I'm not sure which tank you are referring to but both have plecos. Probably over a dozen in each of the tanks. None of the plecos in the big tank are over 18-20". They do get killed and eaten by the big catfish from time to time.


----------



## arapaimag (Dec 6, 2007)

dl88dl said:


> Wow those fishy are monsters I quess your WC will take a few gallons


I normally either have a constant water change or do 3-4,000 at a time in the 15,000. In the big tank I also either have a constant water change or do about 7,500 gallons at a time.

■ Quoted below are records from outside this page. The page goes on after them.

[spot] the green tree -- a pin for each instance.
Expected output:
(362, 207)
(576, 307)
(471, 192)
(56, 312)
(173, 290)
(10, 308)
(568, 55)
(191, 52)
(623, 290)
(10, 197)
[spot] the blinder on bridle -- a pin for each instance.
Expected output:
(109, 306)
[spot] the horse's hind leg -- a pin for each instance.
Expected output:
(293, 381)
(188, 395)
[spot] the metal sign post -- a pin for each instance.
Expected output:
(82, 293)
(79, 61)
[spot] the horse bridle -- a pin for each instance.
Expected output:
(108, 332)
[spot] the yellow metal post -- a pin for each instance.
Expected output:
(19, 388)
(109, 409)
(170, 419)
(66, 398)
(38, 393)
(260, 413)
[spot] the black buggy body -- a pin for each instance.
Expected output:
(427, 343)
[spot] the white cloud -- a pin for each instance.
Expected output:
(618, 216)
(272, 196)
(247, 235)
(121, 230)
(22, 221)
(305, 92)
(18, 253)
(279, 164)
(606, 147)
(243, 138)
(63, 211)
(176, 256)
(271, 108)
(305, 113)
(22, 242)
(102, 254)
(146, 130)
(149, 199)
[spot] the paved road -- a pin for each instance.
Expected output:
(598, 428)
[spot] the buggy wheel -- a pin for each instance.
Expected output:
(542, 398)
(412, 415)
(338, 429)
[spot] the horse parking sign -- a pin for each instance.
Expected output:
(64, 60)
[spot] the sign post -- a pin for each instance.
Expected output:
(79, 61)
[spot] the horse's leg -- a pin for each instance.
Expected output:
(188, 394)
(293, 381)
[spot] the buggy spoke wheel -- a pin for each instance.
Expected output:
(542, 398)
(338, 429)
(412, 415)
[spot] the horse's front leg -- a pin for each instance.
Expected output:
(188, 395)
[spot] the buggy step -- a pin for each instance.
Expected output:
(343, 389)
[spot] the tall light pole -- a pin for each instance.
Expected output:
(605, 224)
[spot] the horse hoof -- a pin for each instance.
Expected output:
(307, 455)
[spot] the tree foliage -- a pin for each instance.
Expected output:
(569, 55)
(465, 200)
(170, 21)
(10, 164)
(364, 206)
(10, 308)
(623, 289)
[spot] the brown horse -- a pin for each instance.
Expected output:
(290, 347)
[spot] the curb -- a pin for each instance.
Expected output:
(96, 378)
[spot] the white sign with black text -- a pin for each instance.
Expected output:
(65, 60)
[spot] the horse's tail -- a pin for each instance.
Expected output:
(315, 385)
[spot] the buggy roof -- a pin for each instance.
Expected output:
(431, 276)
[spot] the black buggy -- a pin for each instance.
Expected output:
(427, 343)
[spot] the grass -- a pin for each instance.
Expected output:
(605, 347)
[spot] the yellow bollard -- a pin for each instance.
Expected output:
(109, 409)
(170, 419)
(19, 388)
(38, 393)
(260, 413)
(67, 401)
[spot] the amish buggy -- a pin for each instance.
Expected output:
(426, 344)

It changes overtime depending on the fish/food load.


----------



## arapaimag (Dec 6, 2007)

bcarlos said:


> Indeed, a big adonis would look pretty awesome in this tank. If you're looking for an XL pleco that's NOT common (royal, blue eye, etc.), I can arrange that
> 
> A very inspiring project you've taken on, arapaimag. I am a big fan. It takes true dedication to a hobby to invest this kind of money, time and space.
> 
> Do you grow some of your own food? I know how long it takes me to feed my stock; I can't imagine the time you must invest on feeding alone.


Thanks for the kind words.

I seldom buy or acquire large fish to put into the tank (Less than one big fish 24"+ rescue every 2 years) because I prefer to raise them from young.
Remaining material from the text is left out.